Colors have a lot to say about you, but most of it will be communicated subconsciously. For instance, if you want your client to see you as stable and trustworthy, choose a dark shade of blue. If you want to communicate excitement and draw attention to yourself, then a bold color such as red will achieve your desired result. The safest and most widely successful approach is to embrace neutrals, especially if you are catering to a more luxurious clientele. Shades of black, white, grey, and dark brown can be calming, chic, and confident. If you are ever unsure, neutrals will be your best safety net.
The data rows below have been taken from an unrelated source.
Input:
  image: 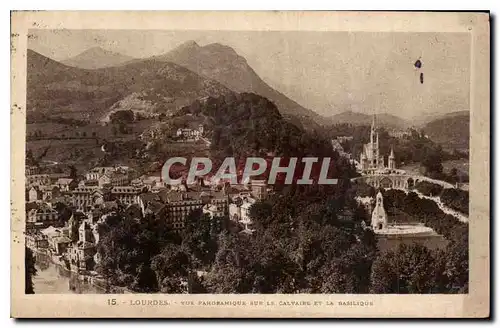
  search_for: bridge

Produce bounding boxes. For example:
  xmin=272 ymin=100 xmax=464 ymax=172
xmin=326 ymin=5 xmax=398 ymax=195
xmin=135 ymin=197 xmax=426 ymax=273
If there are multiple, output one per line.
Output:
xmin=351 ymin=172 xmax=455 ymax=190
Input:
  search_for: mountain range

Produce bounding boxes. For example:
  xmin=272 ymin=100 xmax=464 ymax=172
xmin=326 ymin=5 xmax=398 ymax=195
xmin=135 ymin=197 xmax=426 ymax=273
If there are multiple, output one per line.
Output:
xmin=27 ymin=41 xmax=468 ymax=138
xmin=51 ymin=41 xmax=323 ymax=128
xmin=27 ymin=50 xmax=232 ymax=120
xmin=328 ymin=111 xmax=411 ymax=129
xmin=61 ymin=47 xmax=134 ymax=69
xmin=422 ymin=111 xmax=470 ymax=150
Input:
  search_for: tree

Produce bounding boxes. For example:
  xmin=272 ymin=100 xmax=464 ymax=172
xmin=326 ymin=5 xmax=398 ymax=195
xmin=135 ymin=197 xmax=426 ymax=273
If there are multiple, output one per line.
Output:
xmin=371 ymin=243 xmax=436 ymax=294
xmin=24 ymin=247 xmax=37 ymax=294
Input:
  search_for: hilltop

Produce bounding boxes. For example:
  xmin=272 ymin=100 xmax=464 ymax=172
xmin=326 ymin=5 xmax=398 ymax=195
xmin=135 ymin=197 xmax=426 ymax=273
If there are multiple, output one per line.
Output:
xmin=61 ymin=47 xmax=134 ymax=69
xmin=27 ymin=50 xmax=231 ymax=120
xmin=328 ymin=111 xmax=410 ymax=129
xmin=138 ymin=41 xmax=322 ymax=128
xmin=423 ymin=111 xmax=470 ymax=150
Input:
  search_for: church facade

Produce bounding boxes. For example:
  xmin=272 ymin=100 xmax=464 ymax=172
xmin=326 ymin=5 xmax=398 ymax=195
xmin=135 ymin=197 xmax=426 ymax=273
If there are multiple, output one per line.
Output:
xmin=371 ymin=191 xmax=387 ymax=232
xmin=359 ymin=115 xmax=396 ymax=173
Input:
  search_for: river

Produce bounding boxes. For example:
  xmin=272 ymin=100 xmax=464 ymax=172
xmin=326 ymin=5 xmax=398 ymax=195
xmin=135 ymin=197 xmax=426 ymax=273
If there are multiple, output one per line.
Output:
xmin=33 ymin=254 xmax=104 ymax=294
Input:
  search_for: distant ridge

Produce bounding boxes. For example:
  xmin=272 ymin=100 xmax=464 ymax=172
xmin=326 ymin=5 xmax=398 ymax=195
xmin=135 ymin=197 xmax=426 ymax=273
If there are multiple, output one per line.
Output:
xmin=328 ymin=111 xmax=411 ymax=129
xmin=61 ymin=47 xmax=134 ymax=69
xmin=27 ymin=50 xmax=232 ymax=120
xmin=131 ymin=41 xmax=323 ymax=129
xmin=423 ymin=111 xmax=470 ymax=150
#7: Opt for simplicity and minimalism.
No matter what your industry, you never want to overwhelm or distract from your face or the value you add through your craft. Your outfit will have an impact on your client’s perception of you, but they are not doing business with your outfit – they are doing business with you. Use these insights to help you more accurately shape your clients’ perception of you, but don’t lose sight of your main objective to serve your clients well through your unique skill set. The outfit should just be that finishing touch that ties up the experience you’re offering in a perfect bow.
Disclaimer: You can afford to make these changes to your business wardrobe, because your entire personal wardrobe does not need to follow the recommendations made here regarding your business pieces. Your business pieces are achieving a specific result for you in shaping your client’s perception, so it is worth the expense of investing in your go-to business staple items that will help you accomplish that. If these things aren’t important to you in your personal life, you can leave these principles at the office, so to speak. If personal interactions matter to your business, then your business fashion matters to your business as well.
*BONUS note: If you interact primarily on video with your clients, don’t wear any small-proportioned patterns because they don’t tend to look good on camera – solids are always a very safe bet. Stripes that are close together or small check patterns can sometimes get distorted on video.